When he landed, Darweesh was detained for hours, unable to even call a lawyer until two congressmen got him out.
That story brought tears to David Knezek's eyes – and a flashback to when his own life was saved by such a man.
The future politician left college and "boarded a plane to Iraq when I was 21. I was full of piss and vinegar and eager to serve my country ... and improve the lives of the Iraqi people."
Soon he found what life there was really like. Eventually, he was sent to Fallujah, and told to go find a base of operations for a sniper team. He found a perfectly suited abandoned house.
Or so he thought. The mission was just getting started when another Iraqi interpreter brought urgent advice: Call it off. In Iraq, the interpreters were the only ones who could move effortlessly between the worlds.
This one had learned something. The next day, an infantry platoon inspected the house. A thin, almost invisible strand of trip wire was across the entrance, attached to an explosive device on a drum of oil. Had it not been for the interpreter, Knezek would have been blown to pieces if he was lucky. Otherwise he would have been burned to death.
"My entire team could have been killed. But I wasn't, and we weren't, because of an Iraqi interpreter."
A man, that is, who Trump wouldn't allow into this country today. That was nearly a decade ago. David Knezek is now a college graduate and a legislator.
What does he think about Trump's order banning people? "This makes America less safe," he said without hesitation.
"I look at this through a lens of national security. This will inevitably be a recruiting tool for ISIS. They tell people we hate them, and that America can't be trusted. We promised those who helped us we'd give them asylum if needed."
He knows Trump is claiming this is all in the interest of national security. "But he isn't extending the ban to any of the nations where any of the September 11 terrorists was born."
No, this is more clown show. Look for the eventual price of admission to be high indeed.
Tamping down your taxes
Were you aware that tampons and sanitary napkins are seen as a luxury item, not a necessity? Believe it or not, that's the case under Michigan law.
Tampons, unlike pure necessities like erectile dysfunction drugs, are therefore subject to both a luxury ("use") tax as well as the Michigan sales tax. "Guess there weren't a lot of women sitting around the table when they decided that," State Rep. Winnie Brinks, (D-Grand Rapids), told me dryly.
Now, in the interest of fairness, Brinks and Knezek have introduced identical bills to repeal this tax.
"This may not be a big savings, but it could mean several thousand dollars to me and my daughters over the 30 to 40 years we need these products," she told me.
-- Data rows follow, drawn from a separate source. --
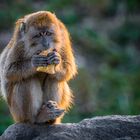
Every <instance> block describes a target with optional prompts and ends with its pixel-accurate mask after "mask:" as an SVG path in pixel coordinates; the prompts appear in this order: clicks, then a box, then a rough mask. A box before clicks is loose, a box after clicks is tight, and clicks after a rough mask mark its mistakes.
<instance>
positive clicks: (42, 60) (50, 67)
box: [32, 50, 61, 74]
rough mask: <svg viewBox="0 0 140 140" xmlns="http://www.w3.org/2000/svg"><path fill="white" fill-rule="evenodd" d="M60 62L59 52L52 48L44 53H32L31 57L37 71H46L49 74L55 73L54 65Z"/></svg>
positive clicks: (59, 55) (60, 58)
mask: <svg viewBox="0 0 140 140" xmlns="http://www.w3.org/2000/svg"><path fill="white" fill-rule="evenodd" d="M60 62H61V56H60V54H59V53H58V52H57V51H56V50H54V51H52V52H50V53H48V55H47V56H45V55H40V54H39V55H34V56H33V57H32V65H33V66H34V67H36V68H37V71H42V72H46V73H49V74H54V73H55V70H54V69H55V66H58V64H60Z"/></svg>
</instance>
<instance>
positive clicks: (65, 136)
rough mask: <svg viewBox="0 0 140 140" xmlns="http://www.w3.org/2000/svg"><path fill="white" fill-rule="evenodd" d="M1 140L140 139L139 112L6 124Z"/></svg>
mask: <svg viewBox="0 0 140 140" xmlns="http://www.w3.org/2000/svg"><path fill="white" fill-rule="evenodd" d="M0 140H140V115H139V116H117V115H114V116H104V117H95V118H91V119H85V120H83V121H81V122H80V123H66V124H59V125H46V126H45V125H31V124H23V123H17V124H13V125H11V126H9V127H8V128H7V129H6V130H5V132H4V133H3V135H2V136H1V137H0Z"/></svg>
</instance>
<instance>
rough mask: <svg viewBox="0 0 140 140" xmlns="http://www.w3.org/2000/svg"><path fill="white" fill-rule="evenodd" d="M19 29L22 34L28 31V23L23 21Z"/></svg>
mask: <svg viewBox="0 0 140 140" xmlns="http://www.w3.org/2000/svg"><path fill="white" fill-rule="evenodd" d="M19 30H20V32H21V33H22V34H23V33H25V31H26V23H25V22H21V24H20V27H19Z"/></svg>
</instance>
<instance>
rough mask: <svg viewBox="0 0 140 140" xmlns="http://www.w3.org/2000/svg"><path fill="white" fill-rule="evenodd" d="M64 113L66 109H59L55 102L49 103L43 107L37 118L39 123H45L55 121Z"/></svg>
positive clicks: (49, 101)
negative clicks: (50, 121)
mask: <svg viewBox="0 0 140 140" xmlns="http://www.w3.org/2000/svg"><path fill="white" fill-rule="evenodd" d="M63 113H64V109H59V108H58V105H57V103H56V102H55V101H51V100H50V101H48V102H47V103H46V104H43V105H42V108H41V110H40V112H39V114H38V116H37V120H36V122H37V123H45V122H49V121H54V120H55V119H56V118H58V117H60V116H61V115H62V114H63Z"/></svg>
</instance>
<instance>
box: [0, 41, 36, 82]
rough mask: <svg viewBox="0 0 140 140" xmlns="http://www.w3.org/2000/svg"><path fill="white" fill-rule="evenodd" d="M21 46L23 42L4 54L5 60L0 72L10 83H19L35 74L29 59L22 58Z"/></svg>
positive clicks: (22, 50)
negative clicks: (22, 80) (17, 82)
mask: <svg viewBox="0 0 140 140" xmlns="http://www.w3.org/2000/svg"><path fill="white" fill-rule="evenodd" d="M23 45H24V44H23V42H19V43H18V44H17V45H16V46H14V47H13V48H12V47H11V48H9V51H8V52H7V53H5V57H6V60H5V62H4V64H3V68H2V69H3V70H2V71H3V74H4V76H5V77H6V78H7V79H8V80H10V81H19V80H22V79H25V78H28V77H29V76H31V75H33V74H34V73H35V69H34V68H33V66H32V65H31V59H29V58H26V57H25V56H24V49H23ZM5 57H3V58H5ZM1 61H3V60H1Z"/></svg>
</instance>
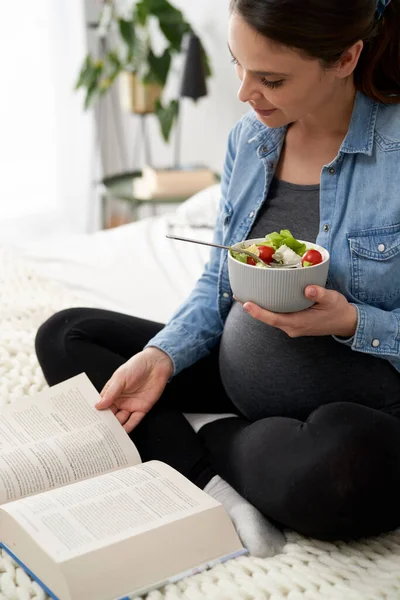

The two lawmakers estimate the total cost to the state at $5 million a year, which shouldn't make a noticeable dent in the state's nearly $10 billion general fund. The question is whether enough GOP lawmakers will agree to do the right thing.
Hard to believe they wouldn't. But any of them who think the luxury tax is justified might suggest that women who don't want to pay it use some old rags or dried leaves instead.